I agree. The solution in #5 is simple, elegant, and correct, where "subject distance" is understood as subject to front node (roughly the geometric center of the lens for a symmetric lens).

 

[removed account4]

I have a box camera. Right now, my 90mm lens is focused at about 12 feet. How much closer do I have to move it to the film plane to put it at infinity? I just realized I have no idea how to do this calculation.

even if you do not know the exact calculations
you could remove the back of your box camera and put a piece of
parchment paper, velum, wax paper inside and see where things focus.
then mark the inside of the camera / box and make a focus scale so you know
12 feet = "here"
infinity = "here"
4 feet = "here"

 

[Q.G.]

All this is given with the usual caveat about applying to lenses of approximately symmetrical design.

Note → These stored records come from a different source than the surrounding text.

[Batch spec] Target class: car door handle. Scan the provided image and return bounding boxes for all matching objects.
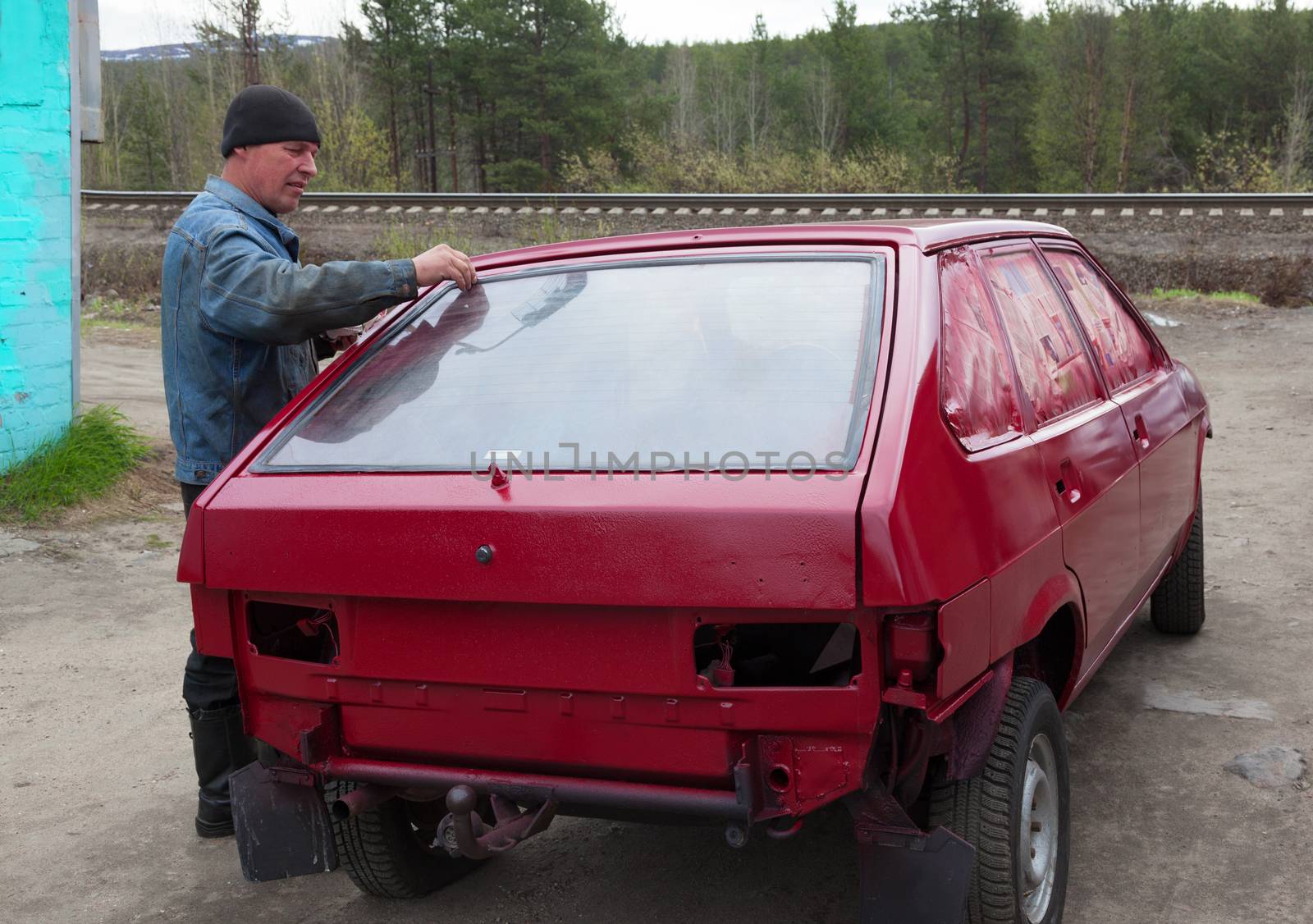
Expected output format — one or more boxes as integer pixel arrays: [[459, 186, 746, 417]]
[[1053, 460, 1081, 504], [1131, 414, 1149, 449]]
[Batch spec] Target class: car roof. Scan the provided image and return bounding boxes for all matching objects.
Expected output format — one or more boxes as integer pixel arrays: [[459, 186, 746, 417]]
[[474, 218, 1072, 269]]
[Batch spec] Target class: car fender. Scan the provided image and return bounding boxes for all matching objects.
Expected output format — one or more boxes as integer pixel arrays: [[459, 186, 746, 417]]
[[1013, 569, 1086, 664]]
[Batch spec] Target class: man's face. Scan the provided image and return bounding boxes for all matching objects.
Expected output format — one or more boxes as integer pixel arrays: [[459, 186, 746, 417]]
[[232, 142, 319, 215]]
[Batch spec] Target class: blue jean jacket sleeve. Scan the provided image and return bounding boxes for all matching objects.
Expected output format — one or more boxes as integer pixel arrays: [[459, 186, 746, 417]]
[[199, 223, 416, 344]]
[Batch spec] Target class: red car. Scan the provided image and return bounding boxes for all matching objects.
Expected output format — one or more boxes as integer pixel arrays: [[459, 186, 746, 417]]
[[179, 221, 1210, 924]]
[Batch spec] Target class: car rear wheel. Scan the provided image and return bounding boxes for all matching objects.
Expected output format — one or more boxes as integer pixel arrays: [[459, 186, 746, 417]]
[[930, 677, 1070, 924], [324, 781, 488, 898], [1149, 493, 1204, 635]]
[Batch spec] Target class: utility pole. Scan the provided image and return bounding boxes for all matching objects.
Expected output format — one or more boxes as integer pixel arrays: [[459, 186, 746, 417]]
[[240, 0, 261, 87], [418, 57, 441, 193]]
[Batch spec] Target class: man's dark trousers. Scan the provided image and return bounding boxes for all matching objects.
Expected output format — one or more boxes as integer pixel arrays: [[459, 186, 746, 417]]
[[181, 483, 254, 837]]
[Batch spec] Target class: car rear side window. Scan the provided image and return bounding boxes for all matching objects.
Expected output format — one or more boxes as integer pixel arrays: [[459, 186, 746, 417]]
[[939, 249, 1022, 451], [982, 247, 1099, 424], [254, 254, 884, 473], [1044, 247, 1157, 390]]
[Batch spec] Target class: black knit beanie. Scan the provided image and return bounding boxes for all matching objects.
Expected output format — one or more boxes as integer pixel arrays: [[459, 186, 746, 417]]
[[219, 84, 319, 158]]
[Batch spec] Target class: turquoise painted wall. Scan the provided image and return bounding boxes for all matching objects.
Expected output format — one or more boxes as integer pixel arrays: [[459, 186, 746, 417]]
[[0, 0, 74, 471]]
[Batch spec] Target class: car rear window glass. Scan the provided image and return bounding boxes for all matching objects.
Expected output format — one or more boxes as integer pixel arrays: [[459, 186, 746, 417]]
[[256, 256, 884, 471], [1044, 247, 1155, 390], [983, 248, 1099, 424], [939, 249, 1022, 451]]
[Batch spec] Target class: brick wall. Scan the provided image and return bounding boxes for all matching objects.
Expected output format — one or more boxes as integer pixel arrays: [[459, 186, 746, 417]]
[[0, 0, 74, 471]]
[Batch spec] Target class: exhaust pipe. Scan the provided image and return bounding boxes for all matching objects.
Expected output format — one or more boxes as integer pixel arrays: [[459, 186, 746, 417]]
[[330, 782, 400, 821]]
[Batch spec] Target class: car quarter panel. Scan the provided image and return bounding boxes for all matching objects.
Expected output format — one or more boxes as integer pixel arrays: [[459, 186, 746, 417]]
[[860, 248, 1079, 677], [205, 473, 860, 609]]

We decide whether to use the standard formulas or to consider pupillary magnification based on the lens angle.

We don't have to.
Asymmetry and pupillary magnification are not relevant here.

 

[BetterSense]

even if you do not know the exact calculations
you could remove the back of your box camera and put a piece of
parchment paper, velum, wax paper inside and see where things focus.

My camera actually has a ground glass. My problem was that to adjust the "bellows extension", I was going to have to cut some material off. So I wanted to know beforehand how much to take off. I ended up using my dremel to route 1-2 ish milimeters off. Even though I have a ground glass, it's still very hard to see exact focal distance at f/6.8 on a 90mm lens. I shot some tests shots and will enlarge them to 8x10 or so to determine where my focus point ended up.